Given that the trainee lacks basic athleticism, I’d have them spend at least 6 months playing some sort of sport before they even worried about getting stronger. Something like football, rugby, track/field events, pretty much anything with running, jumping, explosiveness, coordination, balance, etc. I find that, generally, lifters who start out with no athletic foundation spend way too much of their beginning training time sorting out all of these issues (along with having to chase away the mobility boogieman with half hour long warm-ups), and it’s much better to just address this at the start.
After gaining some basic body awareness and attributes from the above, I’d have them train nothing but bodyweight exercises (push ups, dips, chin ups, lunges, sit-ups, etc) and sled pulling for about another 3 months. Dave Tate wrote that no trainee should touch a bench press until they can do 100 push ups (it was the final “Iron Evolution” article published here), and I honestly think it’s incredible advice.
Again, the benefit I see here is that, by building up some strength, endurance and GPP BEFORE a trainee starts lifting, the odds of them getting stuck at a 65lb overhead press greatly diminishes. They’ll already start off with some strength, and in turn their beginning months would be more heavily vectored toward learning the skill of the lifts.

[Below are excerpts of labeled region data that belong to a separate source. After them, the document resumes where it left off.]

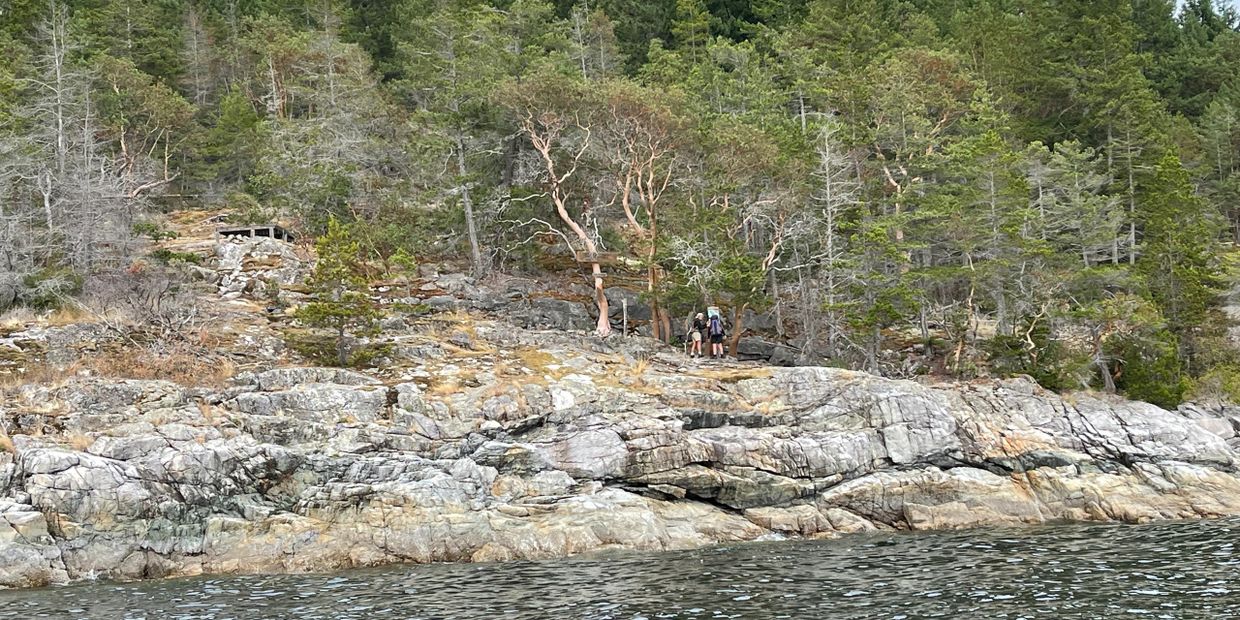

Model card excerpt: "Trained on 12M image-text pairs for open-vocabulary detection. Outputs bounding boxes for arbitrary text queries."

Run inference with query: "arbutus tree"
[501,74,611,337]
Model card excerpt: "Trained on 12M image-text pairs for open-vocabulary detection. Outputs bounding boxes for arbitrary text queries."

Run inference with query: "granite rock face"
[0,349,1240,587]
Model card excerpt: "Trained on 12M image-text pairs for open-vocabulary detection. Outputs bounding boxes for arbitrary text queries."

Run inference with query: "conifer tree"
[1137,151,1220,353]
[296,217,379,366]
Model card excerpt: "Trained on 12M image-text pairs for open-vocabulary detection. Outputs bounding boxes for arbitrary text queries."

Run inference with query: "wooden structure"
[577,250,625,265]
[216,224,296,243]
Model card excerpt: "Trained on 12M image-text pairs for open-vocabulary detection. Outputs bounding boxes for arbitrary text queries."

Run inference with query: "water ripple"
[0,520,1240,620]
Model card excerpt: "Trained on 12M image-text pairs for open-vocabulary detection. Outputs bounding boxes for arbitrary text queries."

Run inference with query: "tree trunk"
[728,304,749,357]
[590,260,611,337]
[336,325,348,368]
[456,139,486,277]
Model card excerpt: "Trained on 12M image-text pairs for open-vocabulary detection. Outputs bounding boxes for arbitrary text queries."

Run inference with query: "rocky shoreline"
[0,330,1240,588]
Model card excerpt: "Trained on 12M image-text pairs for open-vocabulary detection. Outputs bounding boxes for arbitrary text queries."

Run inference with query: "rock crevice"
[0,359,1240,587]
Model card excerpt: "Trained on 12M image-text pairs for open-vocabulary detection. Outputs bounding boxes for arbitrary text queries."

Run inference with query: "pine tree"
[1137,151,1220,355]
[296,217,379,366]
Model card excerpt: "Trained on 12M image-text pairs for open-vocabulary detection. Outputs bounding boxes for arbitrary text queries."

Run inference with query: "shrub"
[983,324,1089,391]
[21,267,83,310]
[134,219,180,243]
[1110,331,1190,409]
[150,248,202,265]
[1187,363,1240,403]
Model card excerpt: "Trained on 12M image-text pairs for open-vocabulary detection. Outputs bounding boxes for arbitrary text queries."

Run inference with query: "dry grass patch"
[0,363,82,391]
[0,306,38,331]
[64,433,94,453]
[82,348,237,387]
[689,368,773,383]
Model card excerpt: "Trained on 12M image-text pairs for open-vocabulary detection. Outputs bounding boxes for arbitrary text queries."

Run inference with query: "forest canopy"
[0,0,1240,405]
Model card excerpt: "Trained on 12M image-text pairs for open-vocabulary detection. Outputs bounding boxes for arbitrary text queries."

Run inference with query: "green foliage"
[7,0,1240,396]
[1109,331,1190,409]
[150,248,202,265]
[134,219,177,243]
[223,192,279,224]
[295,217,381,366]
[19,267,84,310]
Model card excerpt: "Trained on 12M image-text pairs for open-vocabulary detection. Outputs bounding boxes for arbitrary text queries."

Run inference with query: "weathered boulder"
[603,286,651,321]
[0,354,1240,587]
[508,298,594,331]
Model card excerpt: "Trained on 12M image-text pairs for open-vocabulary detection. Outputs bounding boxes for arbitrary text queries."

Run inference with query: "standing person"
[689,312,706,357]
[707,306,724,360]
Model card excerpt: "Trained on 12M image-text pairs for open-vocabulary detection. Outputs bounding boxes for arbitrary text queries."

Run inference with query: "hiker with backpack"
[688,312,706,357]
[706,306,725,360]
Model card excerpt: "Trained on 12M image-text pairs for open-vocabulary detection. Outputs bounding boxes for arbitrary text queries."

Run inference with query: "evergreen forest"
[0,0,1240,407]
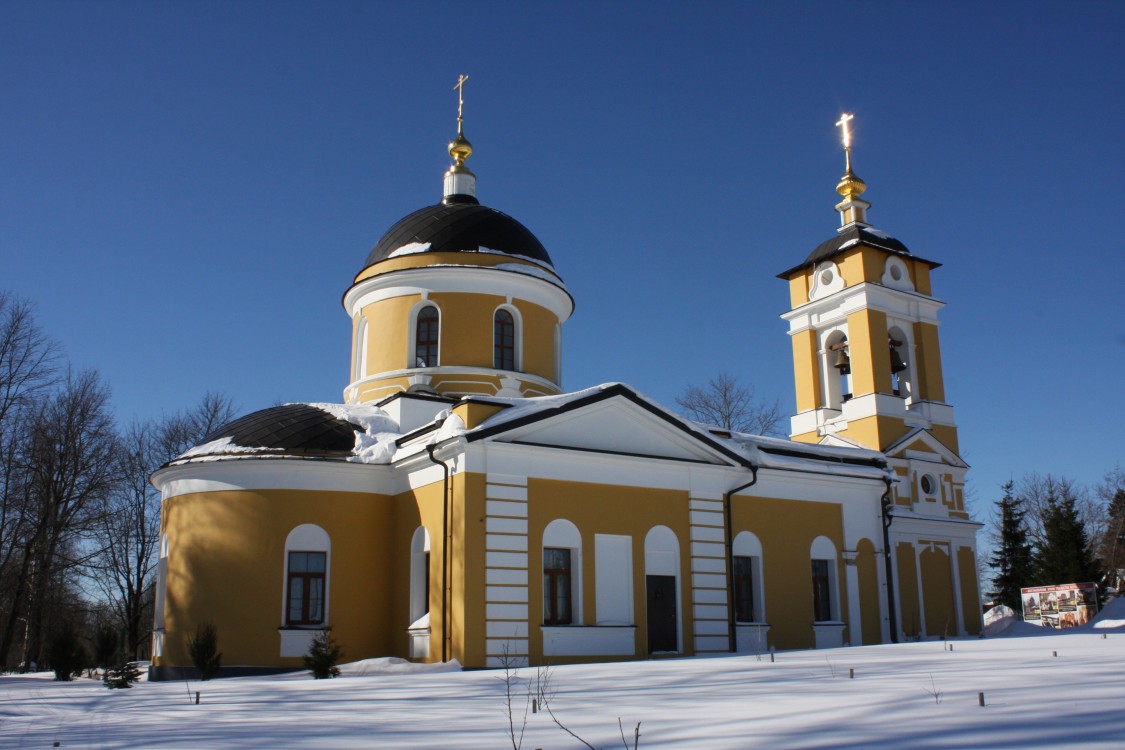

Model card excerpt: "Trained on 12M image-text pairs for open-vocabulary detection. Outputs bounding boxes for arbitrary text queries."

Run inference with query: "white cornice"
[344,365,561,394]
[152,458,396,500]
[781,281,945,334]
[344,265,574,322]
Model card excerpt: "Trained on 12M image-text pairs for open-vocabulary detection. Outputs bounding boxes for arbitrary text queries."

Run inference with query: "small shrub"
[101,654,141,690]
[188,623,223,679]
[50,625,90,683]
[304,630,344,679]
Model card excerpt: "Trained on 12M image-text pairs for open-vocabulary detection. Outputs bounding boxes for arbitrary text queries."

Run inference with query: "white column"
[485,473,530,667]
[689,493,730,653]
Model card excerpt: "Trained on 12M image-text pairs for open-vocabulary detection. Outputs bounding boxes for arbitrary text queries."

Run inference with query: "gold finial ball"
[449,133,473,166]
[836,169,867,198]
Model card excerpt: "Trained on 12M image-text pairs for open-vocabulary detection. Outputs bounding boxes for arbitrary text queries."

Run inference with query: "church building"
[151,89,981,679]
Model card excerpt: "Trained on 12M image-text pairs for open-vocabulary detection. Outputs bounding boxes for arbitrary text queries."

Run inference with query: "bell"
[891,346,907,374]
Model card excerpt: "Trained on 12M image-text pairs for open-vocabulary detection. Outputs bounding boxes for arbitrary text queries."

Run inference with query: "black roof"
[777,224,941,279]
[192,404,361,458]
[363,196,551,268]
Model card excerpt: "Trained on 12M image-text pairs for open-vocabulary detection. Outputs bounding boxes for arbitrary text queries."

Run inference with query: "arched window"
[543,518,582,625]
[887,327,914,403]
[809,536,840,622]
[493,308,515,370]
[411,526,430,626]
[412,305,440,368]
[645,526,680,653]
[822,331,852,409]
[285,524,331,627]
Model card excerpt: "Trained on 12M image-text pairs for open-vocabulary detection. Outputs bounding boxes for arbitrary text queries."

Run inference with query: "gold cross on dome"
[453,74,469,132]
[836,112,855,151]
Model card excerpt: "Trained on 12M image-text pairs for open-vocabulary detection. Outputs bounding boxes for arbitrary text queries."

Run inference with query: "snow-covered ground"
[0,599,1125,750]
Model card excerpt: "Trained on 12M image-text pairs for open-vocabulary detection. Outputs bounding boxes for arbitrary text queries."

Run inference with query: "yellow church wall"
[849,539,883,645]
[903,259,934,297]
[352,292,558,394]
[957,546,981,635]
[894,542,921,636]
[840,415,909,450]
[354,253,542,283]
[362,295,422,373]
[915,323,945,403]
[789,269,813,308]
[790,329,821,413]
[731,495,848,649]
[515,299,559,382]
[847,309,891,396]
[920,544,957,636]
[528,478,688,663]
[155,490,393,667]
[450,473,485,667]
[389,480,444,661]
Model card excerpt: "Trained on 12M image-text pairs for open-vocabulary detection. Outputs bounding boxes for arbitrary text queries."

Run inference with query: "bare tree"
[0,371,117,663]
[676,372,785,436]
[0,291,59,666]
[159,391,234,458]
[88,392,234,658]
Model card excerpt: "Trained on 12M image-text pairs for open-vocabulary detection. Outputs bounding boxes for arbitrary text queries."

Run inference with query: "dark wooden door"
[645,576,678,653]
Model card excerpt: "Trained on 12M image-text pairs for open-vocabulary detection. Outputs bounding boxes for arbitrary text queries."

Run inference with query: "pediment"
[884,427,969,469]
[470,390,741,466]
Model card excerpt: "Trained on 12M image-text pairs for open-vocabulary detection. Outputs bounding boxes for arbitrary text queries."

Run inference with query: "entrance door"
[645,576,678,653]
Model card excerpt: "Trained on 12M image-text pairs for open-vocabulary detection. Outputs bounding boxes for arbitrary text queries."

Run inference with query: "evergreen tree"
[304,630,344,679]
[990,481,1035,613]
[1036,489,1101,585]
[1098,467,1125,594]
[101,653,141,690]
[188,623,223,680]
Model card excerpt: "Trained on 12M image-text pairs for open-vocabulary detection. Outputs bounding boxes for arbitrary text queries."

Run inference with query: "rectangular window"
[812,560,834,622]
[543,546,572,625]
[586,534,633,625]
[734,557,755,623]
[286,552,327,625]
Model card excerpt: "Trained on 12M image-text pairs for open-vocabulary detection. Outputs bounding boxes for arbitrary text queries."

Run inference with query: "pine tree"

After this part, it’s honestly not too difficult. It’s getting a beginner to do the above which is pretty much impossible. Could do an abbreviated program like Pavel’s 3-5, something like WS4SB, one of the millions of 5/3/1 variations, pretty much whatever keeps them motivated and getting stronger. I personally lived off abbreviated training until I had a 300+ bench, 400+ squat and 500+ deadlift, but I did spend about 1 year doing abbreviated training and 6-9 months following WS4SB over a period of about 3-4 years, so I still had some periods of time where I did higher reps and more specialized work.
I imagine that what I would do that would be unique compared to others is getting the lifter into a 13mm belt as soon as I could and having them do all of their pulling double overhand with straps, while working their grip outside of deadlifts. Additionally, I would rarely have the trainee deadlift from the floor, and instead have them perform block/mat pulls for the majority of their deadlift training to be able to overload the back while minimizing risk for lower back injury. Additionally, when they were learning how to squat, I’d start them with the safety squat bar first so that we can bypass the whole “low bar vs. high bar” nonsense and just get them used to learning the motor pattern of the squat while developing insane upperback strength.